Friday, January 28, 2011

Generic Mountain Bike Urban/Rural Smasher Build - 2 Month Review

You can find these all over eBay and internet bike shops. They are gloss black, aluminum, and has no name. Nashbar sells them for $99 and they range in price depending on where you look. Most of the time, they accept v-brakes and disc brakes, and are universally tabbed and drilled to fit virtually any modern component. These are the generic, Asia made mountain bike frames, and I have one.

If you read previous posts, late last year I traded my Eastern Traildigger 26" DJ bike for an old school Gary Fisher SuperCaliber. I was super excited but promptly lost my new-to-me woody when I found cracks near the water bottle mounts. With a broken frame, I had all these old and new components needing a place to go, so I went to www.bikeisland.com and found a 18" Kinesis frame for $185 (I should've went with Nashbar, but oh well).

With an urban smasher in mind, I built it around a Surly 1X1 fork, 2.35" Schwalbe Big Apples, a big Race Face Atlas all-mountain handlebar, a homemade double crankset (22/39) and an 11-34 8 sp. cassette. I have both front and rear racks, v-brakes, square taper cranks and BB, and a bell. The entire bike weighs 31.08 lbs., as shown. Dalmatian not included.

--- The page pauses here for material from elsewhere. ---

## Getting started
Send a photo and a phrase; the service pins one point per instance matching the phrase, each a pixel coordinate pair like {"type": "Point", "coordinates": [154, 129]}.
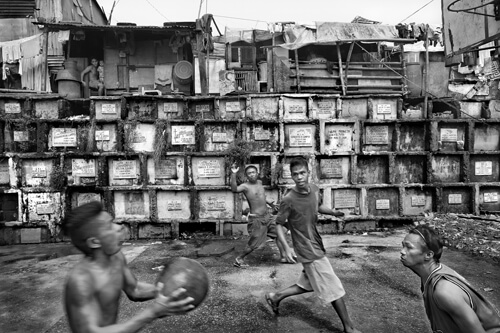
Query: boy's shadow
{"type": "Point", "coordinates": [291, 308]}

I don't know what it is about this build, but as heavy, generic, and old-school as it is, I am just having a blast on it. Since the Big Apples are so, well, big, they provide a comfort on the road that can't be had with skinny road tires or even wider cyclocross tires. Let some air out to 25-30psi, and they climb dry rocks just as well as mountain bike tires and handle fireroads and dry singletrack just fine. Take it easy in the mud,though. The 26" Big Apples sit at, actually, a larger diameter than my 700 X 28 road bike wheels and tires - so you get a slight benefit in a larger rotational mass. I successfully mounted them ghetto tubeless which is holding together very well.

This is now the only aluminum bike I own (except for my beach cruiser) and I'm actually enjoying the stiffness of it. It mashes the hills quite nicely and combined with the fat tires, is not jarring at all. I am not at all delicate with this bike, and it is taken through the rocks of Santa Teresa County park at least 3-4 times a week.

Since this bike is not fancy, very understated and unassuming, it's not a conversation piece unless people know what they are looking at. Adding more fun to the mix, I climb past guys on $2000 full suspension mountain bikes all the time on it - and it looks like a commuter bike.

But, best of all, it has become a jack of all trades. My daily rides are, at a minimum, 50% dirt and 50% road - sometimes more or less either way. And this bike seems to be doing both very, very well. Of course, it's not going to perform like a 15lb. road race bike or the newest technology carbon fiber all-mountain bike, but it can, and will, hang with those bikes on many occasions. I can spin up trails in the granny gears, or mash on the flat asphalt streets in the 39T chainring and 11T cog.


Don't discount these $99 generic frames. Often times they will have lifetime warranties against defects and they are often made by the same hands behind any of the big name frames.